Aku memasuki sebuah ruangan ketika itu. Ada banyak
orang di sana. Sedikitnya ada tiga orang petugas dan beberapa orang yang tidak
ku kenal. Sebagian aku melihat ia mempunyai maksud yang sama denganku.
“Apa iya, harus membawa foto copi buku tabugan?”
gumamku megingat-ingat petugas yang kutanyai ketika di halaman.
Tanpa berfikir panjang, karena kebetulan antre-an
masih agak panjang, aku bergegas keluar. Menuju sebuah motor yang aku parkir di
bagian depan polsek.
Aku berjalan menuju kampus. sesampainya di sana, aku meminta foto copi-an
tabungan yang sebelumnya telah aku setorkan ke bagian petugas pengumpul berkas
beasiswa. Aku juga memfoto copi KTP.
“Barangkali juga diperlukan!” pikirku.
Beberapa menit aku telah kembali ke polsek. Masih
terlihat beberapa orang di sana. Aku mengantri, duduk di sebuah kursi panjang.
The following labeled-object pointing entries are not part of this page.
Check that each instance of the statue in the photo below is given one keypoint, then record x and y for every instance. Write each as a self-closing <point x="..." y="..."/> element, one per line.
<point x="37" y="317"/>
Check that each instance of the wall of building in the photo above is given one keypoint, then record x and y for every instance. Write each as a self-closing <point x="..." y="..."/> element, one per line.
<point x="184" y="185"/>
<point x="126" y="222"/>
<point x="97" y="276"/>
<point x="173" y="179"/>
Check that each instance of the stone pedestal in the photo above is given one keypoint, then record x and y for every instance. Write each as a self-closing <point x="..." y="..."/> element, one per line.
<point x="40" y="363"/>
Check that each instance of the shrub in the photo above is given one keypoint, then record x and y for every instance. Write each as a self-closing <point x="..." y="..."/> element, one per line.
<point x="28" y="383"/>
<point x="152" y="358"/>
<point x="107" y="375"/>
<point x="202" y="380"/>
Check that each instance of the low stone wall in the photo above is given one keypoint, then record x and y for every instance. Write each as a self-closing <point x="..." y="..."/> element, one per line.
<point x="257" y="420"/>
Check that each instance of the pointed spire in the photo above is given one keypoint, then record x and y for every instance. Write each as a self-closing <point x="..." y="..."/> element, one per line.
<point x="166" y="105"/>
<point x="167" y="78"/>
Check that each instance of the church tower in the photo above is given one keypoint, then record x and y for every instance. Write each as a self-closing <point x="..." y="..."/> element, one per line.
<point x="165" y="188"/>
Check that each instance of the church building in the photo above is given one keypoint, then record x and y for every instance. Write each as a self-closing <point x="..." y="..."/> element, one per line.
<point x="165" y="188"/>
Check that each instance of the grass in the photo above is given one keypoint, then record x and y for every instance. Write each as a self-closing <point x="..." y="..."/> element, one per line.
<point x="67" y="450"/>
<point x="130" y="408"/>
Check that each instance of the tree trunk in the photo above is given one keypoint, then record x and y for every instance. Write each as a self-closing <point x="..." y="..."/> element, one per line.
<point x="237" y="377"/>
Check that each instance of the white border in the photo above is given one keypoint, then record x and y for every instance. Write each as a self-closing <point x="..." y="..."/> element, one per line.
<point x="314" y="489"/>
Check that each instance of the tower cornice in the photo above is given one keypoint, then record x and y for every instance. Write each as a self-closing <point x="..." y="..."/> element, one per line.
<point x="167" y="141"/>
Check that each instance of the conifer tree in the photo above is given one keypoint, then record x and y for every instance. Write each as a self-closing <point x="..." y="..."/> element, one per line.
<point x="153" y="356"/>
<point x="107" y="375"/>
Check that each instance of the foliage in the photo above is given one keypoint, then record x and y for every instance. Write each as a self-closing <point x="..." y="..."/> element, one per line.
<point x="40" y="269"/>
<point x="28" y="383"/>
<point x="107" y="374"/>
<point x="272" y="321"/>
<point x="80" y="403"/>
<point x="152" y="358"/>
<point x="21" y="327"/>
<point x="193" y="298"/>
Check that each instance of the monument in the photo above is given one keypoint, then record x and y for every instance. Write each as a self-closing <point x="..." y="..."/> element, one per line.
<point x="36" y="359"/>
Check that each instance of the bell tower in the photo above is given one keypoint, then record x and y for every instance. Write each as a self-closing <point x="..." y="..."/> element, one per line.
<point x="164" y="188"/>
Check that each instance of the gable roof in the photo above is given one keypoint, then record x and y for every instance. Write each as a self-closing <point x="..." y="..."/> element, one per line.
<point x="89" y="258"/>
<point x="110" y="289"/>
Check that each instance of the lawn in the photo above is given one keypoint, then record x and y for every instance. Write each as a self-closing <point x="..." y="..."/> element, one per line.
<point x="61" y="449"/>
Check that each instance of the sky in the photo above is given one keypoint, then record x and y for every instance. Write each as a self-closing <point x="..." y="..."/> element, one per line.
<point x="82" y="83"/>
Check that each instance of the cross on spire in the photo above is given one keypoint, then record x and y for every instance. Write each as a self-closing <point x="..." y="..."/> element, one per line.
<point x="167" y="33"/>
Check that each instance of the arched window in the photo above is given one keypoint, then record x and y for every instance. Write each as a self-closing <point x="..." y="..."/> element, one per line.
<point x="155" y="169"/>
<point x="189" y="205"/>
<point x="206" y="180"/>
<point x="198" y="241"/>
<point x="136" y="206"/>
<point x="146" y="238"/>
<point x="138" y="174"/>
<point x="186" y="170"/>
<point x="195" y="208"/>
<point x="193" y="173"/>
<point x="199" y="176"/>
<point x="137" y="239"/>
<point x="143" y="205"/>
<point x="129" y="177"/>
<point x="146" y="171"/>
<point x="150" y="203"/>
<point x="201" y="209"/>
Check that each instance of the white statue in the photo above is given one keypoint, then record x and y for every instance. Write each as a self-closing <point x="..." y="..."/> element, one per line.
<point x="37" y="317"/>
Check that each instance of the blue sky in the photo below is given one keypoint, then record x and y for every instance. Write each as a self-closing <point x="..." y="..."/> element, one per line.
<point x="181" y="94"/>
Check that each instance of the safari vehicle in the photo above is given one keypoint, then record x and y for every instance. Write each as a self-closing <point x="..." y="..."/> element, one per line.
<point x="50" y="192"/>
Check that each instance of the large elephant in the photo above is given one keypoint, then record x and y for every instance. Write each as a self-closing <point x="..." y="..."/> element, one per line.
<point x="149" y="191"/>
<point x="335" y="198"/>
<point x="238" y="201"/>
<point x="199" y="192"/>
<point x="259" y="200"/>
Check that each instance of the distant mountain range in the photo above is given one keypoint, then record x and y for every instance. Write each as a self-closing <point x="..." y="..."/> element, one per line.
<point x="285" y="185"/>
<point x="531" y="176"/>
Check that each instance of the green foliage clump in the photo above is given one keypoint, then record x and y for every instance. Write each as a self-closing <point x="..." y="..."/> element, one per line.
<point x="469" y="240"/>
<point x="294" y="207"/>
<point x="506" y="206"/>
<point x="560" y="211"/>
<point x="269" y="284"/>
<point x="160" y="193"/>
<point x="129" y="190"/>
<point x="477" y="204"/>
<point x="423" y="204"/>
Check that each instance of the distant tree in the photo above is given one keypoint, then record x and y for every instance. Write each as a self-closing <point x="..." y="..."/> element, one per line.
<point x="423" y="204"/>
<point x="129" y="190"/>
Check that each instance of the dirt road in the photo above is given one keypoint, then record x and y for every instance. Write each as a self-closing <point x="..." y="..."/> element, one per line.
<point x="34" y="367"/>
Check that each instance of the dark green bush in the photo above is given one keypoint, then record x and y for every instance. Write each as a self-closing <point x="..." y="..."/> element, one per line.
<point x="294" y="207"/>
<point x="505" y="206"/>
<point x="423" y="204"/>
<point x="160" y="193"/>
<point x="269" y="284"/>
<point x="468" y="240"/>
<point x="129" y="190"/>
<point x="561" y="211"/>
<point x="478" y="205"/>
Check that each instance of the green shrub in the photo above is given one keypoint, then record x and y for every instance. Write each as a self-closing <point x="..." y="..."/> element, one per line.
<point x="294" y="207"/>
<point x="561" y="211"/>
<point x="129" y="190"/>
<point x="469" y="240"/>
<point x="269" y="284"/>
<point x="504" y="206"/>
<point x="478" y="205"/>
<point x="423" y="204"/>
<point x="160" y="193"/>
Di sampingku duduk seorang lelaki.
“Mau apa, mas?” sapaan pertama lelaki berpenampilan
rapi itu.
“Mau buat surat keterangan kehilangan, pak!”
“Apa yang hilang, mas?”
“Buku tabungan”
“Owh, sama. Punya saya juga hilang,” katanya sembari
menunjukkan nomer rekening yang ditulis dalam kertas kecil. Tanpa foto copi KTP
atau buku Tabungan. “Ah, sia-sia aku rupanya,” gumamku
Aku mematung beberapa saat. Kulihat polisi itu tengah
melayani seorang wanita. Sepertinya juga dengan keperluan yang sama: Surat
Keterangan Kehilangan. Sepertinya, orang-orang yang datang ketempat itu punya
satu maksud yang sama. Entahlah, kalau demikian adanya, sudah berapa barang yang hilang dalam
beberapa hari ini.
Aku hanya berfikir, betapa banyak data kehilangan di
polsek itu. Kepolisian hanya mendata dan merekomendasikan surat keterangan
sesuai permintaanya. Tidak lebih dari itu. Barangkali.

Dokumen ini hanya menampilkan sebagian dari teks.